Ho appena finito di leggere l’ottimo romanzo, il regno degli amici, su una panchina di fronte alla Dora, e quasi immediatamente mi si sono poste due domande. La prima, da cosa derivasse una così forte attenzione da parte dei romanzieri al tema dell’adolescenza e dall’altra se si potesse definire quell’età come “dell’eterna convalescenza”. Non voglio qui riprendere le magnifiche considerazioni di “baffone” Niietzsche sul tema, ma lasciare parlare i personaggi del romanzo, intervistarli quasi, inventando domande cui gli stessi rispondessero attraverso i tic, le fobie, le ossessioni di una consorteria tutta adolescenziale. Che cosa ci raccontano loro, senza dire, nella loro mutezza e mutevolezza dei corpi di fronte ai grandi cambiamenti della storia, a una mutazione antropologica tanto inarrestabile quanto inevitabile?
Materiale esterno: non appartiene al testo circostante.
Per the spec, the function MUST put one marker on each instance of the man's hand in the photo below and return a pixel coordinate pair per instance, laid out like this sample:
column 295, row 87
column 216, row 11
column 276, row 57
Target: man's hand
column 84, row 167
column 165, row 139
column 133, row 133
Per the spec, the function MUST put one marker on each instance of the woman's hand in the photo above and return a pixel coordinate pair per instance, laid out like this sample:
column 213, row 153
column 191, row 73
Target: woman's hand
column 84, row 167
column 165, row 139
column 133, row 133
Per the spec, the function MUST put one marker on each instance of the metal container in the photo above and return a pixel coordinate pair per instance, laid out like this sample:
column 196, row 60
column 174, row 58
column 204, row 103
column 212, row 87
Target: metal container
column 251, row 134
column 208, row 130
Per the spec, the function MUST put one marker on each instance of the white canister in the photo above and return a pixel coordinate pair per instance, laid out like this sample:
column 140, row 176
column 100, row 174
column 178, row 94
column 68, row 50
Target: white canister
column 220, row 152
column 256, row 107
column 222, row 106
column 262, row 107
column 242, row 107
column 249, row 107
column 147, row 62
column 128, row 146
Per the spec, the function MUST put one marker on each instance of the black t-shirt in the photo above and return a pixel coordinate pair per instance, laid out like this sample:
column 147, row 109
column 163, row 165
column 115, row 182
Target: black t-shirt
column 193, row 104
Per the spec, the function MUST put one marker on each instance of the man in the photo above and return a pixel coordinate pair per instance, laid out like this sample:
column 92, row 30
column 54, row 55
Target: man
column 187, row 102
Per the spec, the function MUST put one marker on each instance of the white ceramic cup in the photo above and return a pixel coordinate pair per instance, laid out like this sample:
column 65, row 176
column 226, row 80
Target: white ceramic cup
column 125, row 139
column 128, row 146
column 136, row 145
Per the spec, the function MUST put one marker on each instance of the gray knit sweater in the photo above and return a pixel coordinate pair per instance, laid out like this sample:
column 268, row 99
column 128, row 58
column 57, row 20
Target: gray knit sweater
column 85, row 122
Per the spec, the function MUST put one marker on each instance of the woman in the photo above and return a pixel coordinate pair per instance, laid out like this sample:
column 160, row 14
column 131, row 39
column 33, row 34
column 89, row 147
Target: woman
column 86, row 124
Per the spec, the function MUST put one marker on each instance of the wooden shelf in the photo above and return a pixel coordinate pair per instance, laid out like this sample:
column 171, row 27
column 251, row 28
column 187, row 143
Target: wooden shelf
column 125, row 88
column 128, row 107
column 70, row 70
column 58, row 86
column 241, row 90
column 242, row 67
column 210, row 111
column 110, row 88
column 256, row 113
Molte, tantissime cose che la sincerità della narrazione, il rigore mimetico dell’autore, offrono al lettore attraverso un uso intelligente della composizione, l’alternarsi dei fatti con la loro elaborazione che l’io narrante inscena senza mai cadere nella tentazione dell’onnipotenza di tanti narratori odierni. C’è un luogo, la casa abbandonata, un tempo, l’estate dell’82, una storia che è quella di un ristretto circolo di sognatori costretti al risveglio da incubi che l’irrazionale violenza del male riserva loro mettendo a dura prova ogni più autentica purezza. Perfino l’anima sanguina in queste pagine, nelle rêverie dei protagonisti, come quando ai ragazzi sanguina spesso il naso, ma si diverte anche, inventa ipotesi di cielo pure quando tutto sembra avvolto nel mistero, nel buio senza stelle. Nella convalescenza c’è innanzitutto il ricordo della malattia, la paura delle ricadute, la ripetizione dell’esperienza del dolore e come ognuno di noi sa, la trappola mortale è non capire fino in fondo quanto l’epoca della malattia possa alla fine rivelarsi come la più breve e intensa parentesi di autentica felicità.